If we were sufficiently passionate about the truth and about our wonderful Saviour, surely we would exhort people to respond.  Is it fear of embarrassment, fear of failure, or just a lack of passion that prevents us?

If we don't know how else to encourage a response we could at least put the address of a good website such as on our carol sheets, notice sheets, take-home invitation.  Let's put the passion back into Christmas this year.

Incidentally, there are lots of good ideas at www.Rural for making the most from the opportunities at Christmas and through the winter months.  Follow the link on the Home Page.

Do you use the Prayermate app?
Many of us are now familiar with using apps on our phones, tablets or computers. They are a quick and simple way to access all kinds of applications. Several times over the past 18 months I have wondered whether it would be possible to have an app that would bring you new and prayer requests at the touch or click on a button.

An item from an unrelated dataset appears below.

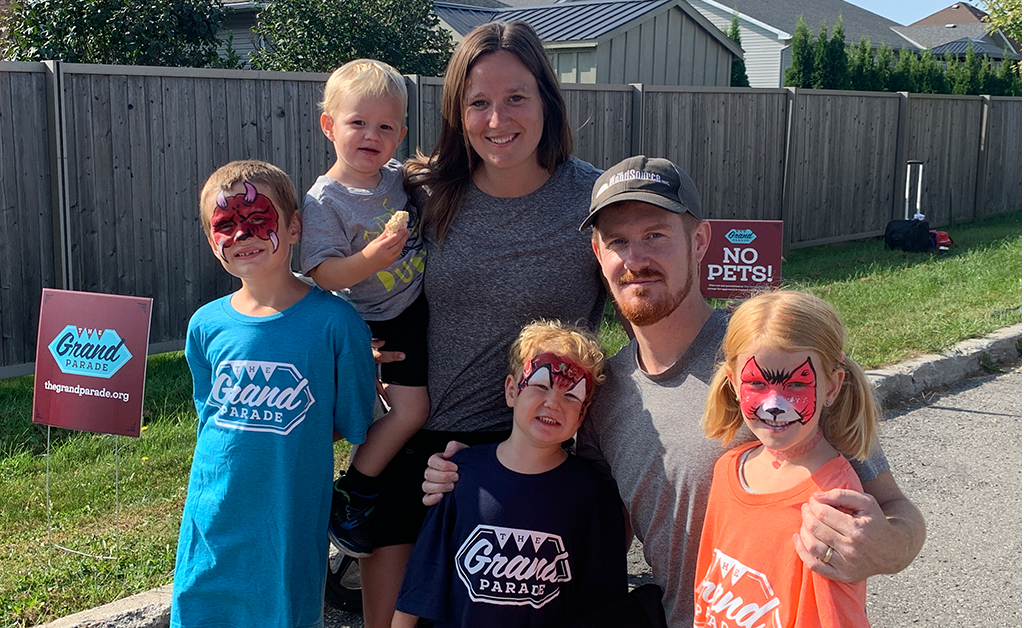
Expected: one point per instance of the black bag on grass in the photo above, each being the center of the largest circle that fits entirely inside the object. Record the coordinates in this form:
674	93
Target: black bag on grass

A few days ago, Gordon Banks, our Chair of  Trustees introduced me to PrayerMate. A simple app designed to help Christians in their daily prayer life.  With PrayerMate you can adapt it to enable you to get the latest requests for prayer, items for thanksgiving and more.  You can set it up easily to link to various mission societies or individual Christian workers provided they have registered with PrayerMate including Rural Mission Solutions.

It works with both the Apple platform (IOS) and Android.  I encourage you to go to your application store and download the app which is completely FREE.  Once you have the app on your device search for Rural Mission Solutions.  Most will find this an easy process, but I plan to create a short video with step by step instructions soon.  You will find that there are various ways in which you can adapt PrayerMate to suit you.  If all this sounds new to you you could take a look at this video.  Once you have set up the app, or if you are already using it, please send me a short email to let me know.

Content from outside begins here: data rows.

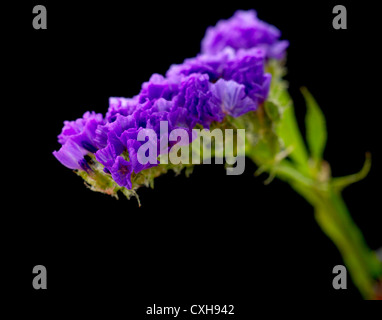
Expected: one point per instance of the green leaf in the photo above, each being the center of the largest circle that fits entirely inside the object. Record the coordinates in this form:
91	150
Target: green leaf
289	132
342	182
316	134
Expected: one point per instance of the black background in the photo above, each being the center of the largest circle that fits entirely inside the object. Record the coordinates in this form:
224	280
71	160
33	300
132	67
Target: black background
210	238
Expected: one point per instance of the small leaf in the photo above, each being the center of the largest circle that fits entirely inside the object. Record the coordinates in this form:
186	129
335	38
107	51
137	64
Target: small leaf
289	132
316	134
342	182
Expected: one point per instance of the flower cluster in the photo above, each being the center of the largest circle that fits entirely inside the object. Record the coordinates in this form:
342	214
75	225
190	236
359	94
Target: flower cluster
244	31
228	78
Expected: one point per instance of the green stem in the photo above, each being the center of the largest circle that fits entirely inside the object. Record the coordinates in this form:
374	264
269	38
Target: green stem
334	219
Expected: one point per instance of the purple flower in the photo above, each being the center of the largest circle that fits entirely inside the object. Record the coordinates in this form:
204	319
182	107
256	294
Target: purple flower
123	106
121	172
78	139
72	156
228	78
244	31
196	97
247	68
232	99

Barry - 230th August 2019.

Tuesday, 10 September 2019

Loving God means...

How do We Love God?
Recently I have been pondering the New Testament references to Deuteronomy chapter 6 verse 5.  The NIV translates the Hebrew, Love the Lord your God with all your heart and with all your soul and with all your strength.”    The more I ponder the more Iam aware that loving God is about more than an emotional response.

There are three references to this in the Gospels.  Matthew and Mark both have Jesus quoting it in answer to a question about what is the greatest commandment.  In Luke, we find it being quoted by a pharisee in answer to a question from Jesus.

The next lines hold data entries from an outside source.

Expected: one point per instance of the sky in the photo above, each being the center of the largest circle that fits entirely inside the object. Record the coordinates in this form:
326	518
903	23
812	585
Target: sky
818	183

Matthew adds the word “mind”, but omits “strength”.  Mark adds “mind” and retains “strength”, as does Luke.  Since this is described as the greatest of commandments and on which all the other commandments hang, it is well worth taking some time to think through exactly what the text is saying.  So, I have been asking, “What does it mean to love God?”, and “How does this relate to heart, soul, mind and strength?”

The answer to the first question is probably best answered by the words of Jesus to his disciples: “If you love me, keep my commandments” (John 14:15).  Here, and in all three places where the text from Deuteronomy is quoted, the word,”love” is translated from the Greek word “agapao) which many might describe as the highest form of selfless love.  We cannot claim to love God if we fail to act in ways that pleases him.

We are left with the question, how do we love with “all our heart”, with “all our soul”, with “all our mind” and with “all our strength”?  While our New Testaments in English are translated from Greek, It is probable that Jesus spoke in Aramaic.  Aramaic was a language closely related to Hebrew. It is probable that Jesus would have known Hebrew and also Greek, but the common language in Israel at the time of Jesus was Aramaic.But it’s not just the original language of the text that is important, we also need to understand how those with whom Jesus spoke would understand these four concepts.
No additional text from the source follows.